L’equipaggio eterogeneo di Holden, però, convive più che armoniosamente con le proprie differenze culturali, ma si ritrova al centro delle tensioni interplanetarie proprio dopo la decisione di Holden di spifferare in diretta spaziale tutta la (sua) verità in merito a un incidente che ha coinvolto una nave e in cui pare sia invischiata proprio una di queste tre potenze politiche.
La strada di Holden e del suo equipaggio si incrocia così con quella del detective Miller, poliziotto alle prese con il caso di una ragazza scomparsa a bordo di quella nave.
Miller è il secondo protagonista del romanzo: un buono anche lui, ma burbero, fosco, con più vizi che virtù, l’opposto di Holden. I due finiscono però per lavorare fianco a fianco, stringendo un rapporto particolare basato sulla stima reciproca e forse anche su una punta di invidia per il modo dell’altro di vedere la vita. Ad ogni modo, scopriranno insieme la minaccia che sarà la grande paura di questo primo libro ma anche il pericolo latente per i successivi. Ed è qualcosa capace di scatenare nel lettore fantasie e domande.
Impossibile non continuare col secondo volume e poi col terzo e così via, soprattutto considerando l’espediente di fondo per rinfoltire sempre la rosa dei personaggi. L’idea, mantenuta in ogni libro, è infatti quella di usare una focalizzazione interna variabile, alternando di capitolo in capitolo il punto di vista dei personaggi principali. In Leviathan abbiamo Holden e Miller (con il capitolo d’apertura di Julie, la ragazza scomparsa), ma in ogni libro ci saranno aggiunte di personaggi e voci nuove che si affiancheranno al sempre presente Holden. È una narrazione che dà freschezza, sia nel singolo romanzo sia alla lunga distanza, e che permette da una parte di ampliare il panorama narrativo e dall’altra di smembrarne i problemi più grandi dando tante piccole soluzioni e tante piccole spiegazioni attraverso il contributo di ogni personaggio.

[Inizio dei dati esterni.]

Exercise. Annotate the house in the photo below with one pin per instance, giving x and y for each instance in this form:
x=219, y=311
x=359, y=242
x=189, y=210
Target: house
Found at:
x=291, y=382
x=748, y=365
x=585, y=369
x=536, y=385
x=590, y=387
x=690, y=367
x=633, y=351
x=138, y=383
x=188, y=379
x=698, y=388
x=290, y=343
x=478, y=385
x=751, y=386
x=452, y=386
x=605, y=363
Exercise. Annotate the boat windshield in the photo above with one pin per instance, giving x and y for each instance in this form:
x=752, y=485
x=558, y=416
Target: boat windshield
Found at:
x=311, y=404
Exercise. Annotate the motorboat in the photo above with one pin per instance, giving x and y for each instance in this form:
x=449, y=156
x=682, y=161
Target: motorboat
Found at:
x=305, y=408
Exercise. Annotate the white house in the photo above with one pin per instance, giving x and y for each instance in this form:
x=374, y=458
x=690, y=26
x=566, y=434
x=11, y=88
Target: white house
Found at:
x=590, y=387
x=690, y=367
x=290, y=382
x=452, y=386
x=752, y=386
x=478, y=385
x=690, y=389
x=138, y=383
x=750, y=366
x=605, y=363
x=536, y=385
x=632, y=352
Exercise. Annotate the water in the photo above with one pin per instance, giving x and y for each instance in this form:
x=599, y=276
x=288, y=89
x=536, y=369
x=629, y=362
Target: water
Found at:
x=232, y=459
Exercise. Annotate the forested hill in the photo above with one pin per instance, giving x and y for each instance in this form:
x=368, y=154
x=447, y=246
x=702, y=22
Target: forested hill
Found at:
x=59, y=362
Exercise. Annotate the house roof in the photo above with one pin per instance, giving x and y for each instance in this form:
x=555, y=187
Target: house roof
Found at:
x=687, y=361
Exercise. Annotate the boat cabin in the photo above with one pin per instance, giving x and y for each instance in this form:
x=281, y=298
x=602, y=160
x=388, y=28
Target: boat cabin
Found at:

Un libro perfetto, quindi? No. Leviathan ha una grossa, enorme, pecca. Sono le prime cinquanta pagine. Come spesso accade con la fantascienza, si danno troppe cose per scontate in partenza, inondando il lettore con la nuova tecnologia, la nuova politica, i nuovi mondi, i nuovi termini. Poi viene tutto spiegato, intendiamoci, e in queste novità ci si sguazza alla grande e con agio, ma all’inizio si fa un po’ fatica. Non aiuta un ingolfamento iniziale di trama che stenta a far decollare la storia e che fa erroneamente sembrare quasi piatti o insopportabili i due personaggi principali.
Superate quelle cinquanta pagine, date retta a me. In fondo, anche l’accelerazione per superare l’atmosfera è uno strazio, ma poi da lassù la vista è uno spettacolo.